Tenth Circuit Issues Decision Broadly Interpreting the Range of Statutory Violations Encompassed By the Whistleblower Provision of SOX
In Lockheed Martin Corp. v. Admin. Review Bd., 717 F.3d 1121 (10th Cir. 2013), complainant Andrea Brown made an ethics complaint about a senior executive at Lockheed Martin. Specifically, Brown claimed that the executive, who ran a pen pal program between Lockheed employees and U.S. soldiers in Iraq, had sexual relationships with soldiers, sent troops sexually explicit materials, and used company funds to buy a soldier a laptop. She brought a SOX claim alleging she had been constructively terminated because she had engaged in this alleged protected activity.

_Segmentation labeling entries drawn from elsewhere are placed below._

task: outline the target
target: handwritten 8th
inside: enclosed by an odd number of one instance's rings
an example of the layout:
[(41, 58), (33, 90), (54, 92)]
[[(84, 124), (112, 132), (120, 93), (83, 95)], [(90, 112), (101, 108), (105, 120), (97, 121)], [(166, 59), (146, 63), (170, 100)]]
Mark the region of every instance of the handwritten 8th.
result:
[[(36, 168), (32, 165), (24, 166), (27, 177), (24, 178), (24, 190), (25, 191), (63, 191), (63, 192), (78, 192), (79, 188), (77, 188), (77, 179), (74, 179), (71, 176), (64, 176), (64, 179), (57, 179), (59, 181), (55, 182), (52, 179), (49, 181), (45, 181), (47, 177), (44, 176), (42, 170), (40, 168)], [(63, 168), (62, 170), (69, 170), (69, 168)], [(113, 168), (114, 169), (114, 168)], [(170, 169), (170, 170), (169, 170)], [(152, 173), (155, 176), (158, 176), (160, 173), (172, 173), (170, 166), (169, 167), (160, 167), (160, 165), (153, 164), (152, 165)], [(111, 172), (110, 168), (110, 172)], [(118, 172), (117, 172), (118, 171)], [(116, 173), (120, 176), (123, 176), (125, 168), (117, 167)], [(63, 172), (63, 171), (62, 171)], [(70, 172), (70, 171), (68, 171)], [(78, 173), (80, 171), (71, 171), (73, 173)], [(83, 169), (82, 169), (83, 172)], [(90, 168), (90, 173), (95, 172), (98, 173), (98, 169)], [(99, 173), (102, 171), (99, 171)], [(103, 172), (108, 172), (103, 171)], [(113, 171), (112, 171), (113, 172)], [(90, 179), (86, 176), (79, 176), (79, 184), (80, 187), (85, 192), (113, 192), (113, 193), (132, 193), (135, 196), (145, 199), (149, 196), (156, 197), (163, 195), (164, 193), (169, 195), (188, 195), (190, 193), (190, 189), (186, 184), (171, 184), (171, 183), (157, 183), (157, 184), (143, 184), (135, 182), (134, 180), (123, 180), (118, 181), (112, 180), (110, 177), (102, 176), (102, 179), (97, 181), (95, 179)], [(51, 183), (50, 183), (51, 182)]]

On appeal, the employer challenged whether Brown had engaged in protected activity under SOX, arguing that SOX only protects employees who complain about mail or wire fraud if the mail or wire fraud ultimately “relat[es] to fraud against shareholders.” The Tenth Circuit disagreed and explained: “The plain, unambiguous text of § 1514A(a)(1) establishes six categories of employer conduct against which an employee is protected from retaliation for reporting: violations of 18 U.S.C. § 1341 (mail fraud), § 1343 (wire fraud), § 1344 (bank fraud), § 1348 (securities fraud), any rule or regulation of the SEC, or any provision of Federal law relating to fraud against shareholders.” Thus, according to the Tenth Circuit’s reading of SOX, the law protects whistleblowers who report conduct that could violate the statutory provisions listed in § 1541A(a)(1), even if such violations are unrelated to fraud against shareholders.
Conclusion
Recent decisions, as well as the Supreme Court’s decision to consider the breadth of SOX’s whistleblower provision, serve as a reminder that courts generally take a broad view of what constitutes protected activity under SOX and Dodd-Frank. Employers should ensure that training of management and human resources professionals involved in the investigation and assessment of potential whistleblower complaints underscores the scope of activities that may constitute protected activity.